We Still Don’t Know If Masks Work


Recently a paper was published which got attention by estimating that 100% mask wearing in the population would cause a 25% reduction in the effective transmission number (shortened to transmissiblity throughout).

This study was observational and so inferring causality is always difficult. Thanks to the excellent data availability I was able to replicate and attempt to validate the model.

Based on my analysis, this study does not provide good evidence for such a causal link, and there is evidence to believe that the observed correlation is spurious.

Model Details:

The paper uses a fairly simple model in combination with MCMC sampling to arrive at their estimates of the effectiveness of various interventions. This simple model allows them to combine multiple disparate data sources together to get an estimate combining multiple possible effects.

In order to arrive at its estimate of transmissibility the model considers the following parameters.

  • Various NPIs such as school closing or restrictions on gathering at a regional level.

  • Regional Mobility (based on Google Mobility Reports)

  • Self Reported Mask Wearing (based on Facebook surveys)

  • A custom regional factor.

  • Random variation in transmissibility over time.

It then computes the most likely distribution of weights for each of these factors based on the likelihood of matching the observed cases and deaths.

Observational Window:

One common criticism of this paper has been that the window was chosen specifically to make masks look better. If the analysis was extended to include the winter spike, masks would come out looking worse.

This was the critique I initially started out to analyze, but it does not appear to be true. When I extended the analysis window to December, masks still appeared to be effective. In fact the claimed effectiveness increased to 40% over that interval. The data on NPIs in the model is not as high quality for the full interval, but the effect being observed seems robust to a wider time range.

Regional Effects:

If mask wearing causes a drop in transmissibility, then regions with higher levels of mask wearing should observe lower growth rates. This figure from the paper makes the implication clear. In fact the model does not actually make that prediction. Instead (holding NPIs and mobility constant) regions with higher mask wearing are predicted to have higher growth.

This occurs because the custom regional factor learned in our model actually correlates positively with mask wearing.

If we apply the expected 25% reduction in transmissibility for complete mask wearing we see that the higher masked regions still have slightly higher transmissibility.

Relative vs Absolute Mask Wearing:

This analysis of the data leads to a seeming contradiction. Within a given region, increased mask usage is correlated with lower growth rates (the 25% claimed effectiveness), but when comparing across regions masks seem to be ineffective. Depending on the causal story you want to tell, either of these claims could be true.

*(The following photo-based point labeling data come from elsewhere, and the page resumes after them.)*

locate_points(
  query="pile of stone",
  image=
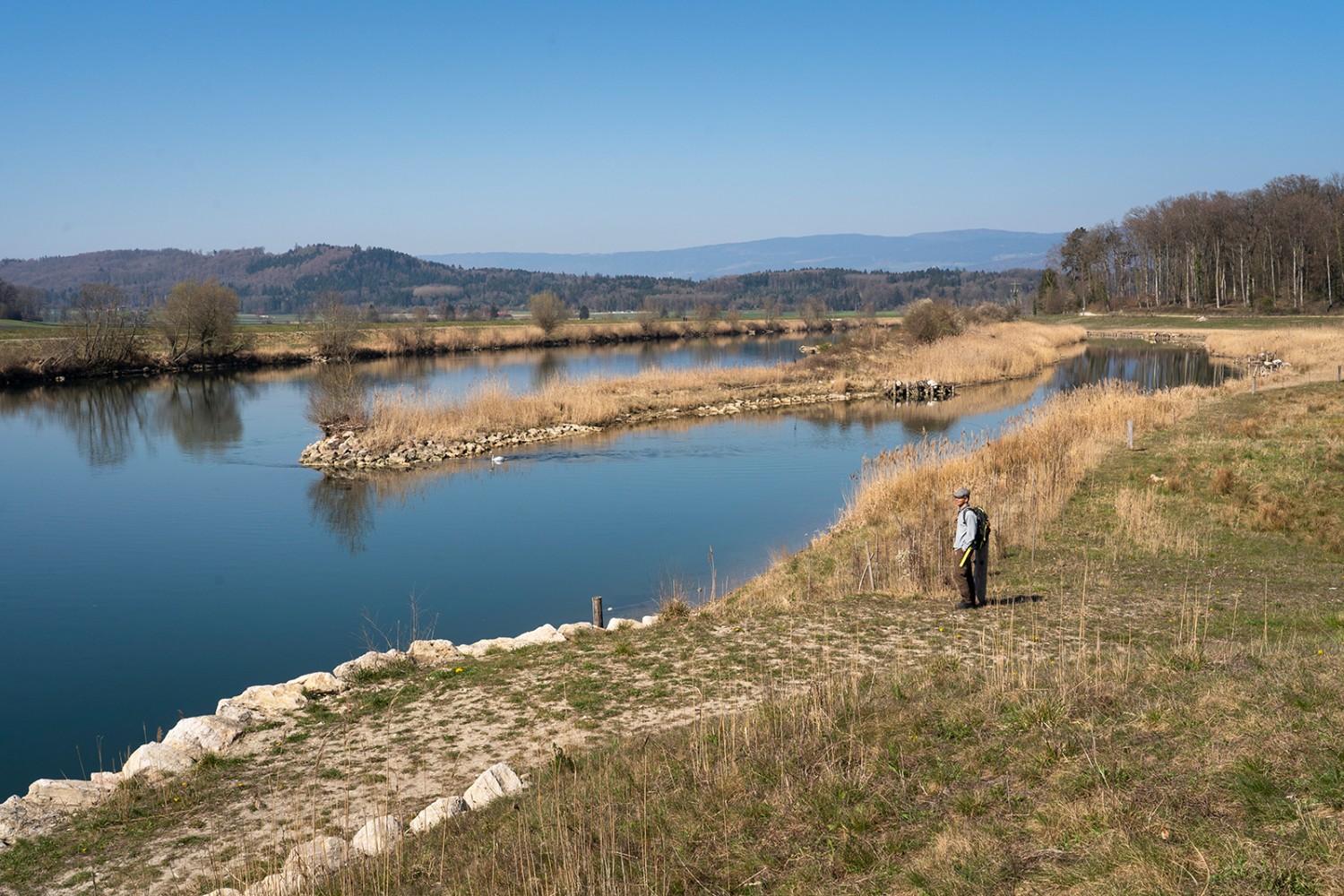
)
(1265, 363)
(346, 450)
(921, 392)
(50, 802)
(316, 860)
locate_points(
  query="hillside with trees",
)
(1277, 247)
(381, 280)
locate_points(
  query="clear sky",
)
(607, 126)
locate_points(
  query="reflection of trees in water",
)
(108, 418)
(346, 501)
(344, 506)
(1150, 367)
(550, 365)
(203, 413)
(104, 418)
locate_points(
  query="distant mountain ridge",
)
(986, 250)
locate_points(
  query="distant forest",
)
(384, 280)
(1279, 247)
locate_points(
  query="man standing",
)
(964, 552)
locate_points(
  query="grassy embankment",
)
(1159, 712)
(34, 352)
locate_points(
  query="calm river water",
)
(161, 548)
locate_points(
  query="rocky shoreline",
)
(254, 721)
(347, 450)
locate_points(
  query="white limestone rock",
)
(368, 661)
(287, 883)
(319, 683)
(66, 794)
(435, 653)
(376, 836)
(156, 761)
(486, 645)
(319, 857)
(261, 702)
(577, 629)
(109, 780)
(18, 818)
(438, 812)
(495, 782)
(199, 735)
(542, 634)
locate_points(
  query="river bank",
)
(841, 619)
(56, 359)
(402, 429)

It is possible that people wear masks most in places where COVID is most transmissible. This would explain why masks don’t appear effective when comparing across regions.

However it is also possible that the same factors cause both mask wearing to increase and transmissibility to decrease. For instance, if people wear masks in response to an observed spike in cases, then the population immunity caused by the spike will make masks appear to be effective even if they are not.

Model Variations:

In order to try and determine whether the effect was likely to be true I tried two variations on the experiment.

Uniform Regional Transmissibility:

The first experiment was to force all regions to share the same base transmissibility. This provided an estimate that masks had an effectiveness of −10% (less effective than nothing). This validates the basic concern, but does not address the confounder of high transmissibility regions causing mask wearing (which causes transmissibility to decrease).

No Mask Variation:

The next experiment was to force each regions to use a constant value for mask wearing (the average value in the time period). Although this would add noise to the estimate, it should distinguish between the two effects. In this experiment masks appeared to be reduce transmission, but the point estimate was only ~8% and was not significantly different from 0.

Data Extrapolation:

Another experiment would be to look at the difference between April and May. During this period mask usage did increase (by around 8 percentage points) and the growth rate did decline. But again there was little to no correlation between how much the mask usage increased, and how much the growth rate declined.


The failure of large absolute differences in mask wearing across regions to meaningfully impact the observed growth rate, should make us skeptical of large claimed effects within a particular region. Clever statistical methods can make observational studies more powerful, but they are not sufficient to prove a causal story. A randomized trial underway in Bangladesh found that they could increase mask wearing by 30 percentage points. This randomization allows us to infer causality with much more confidence, and should provide a more definitive answer.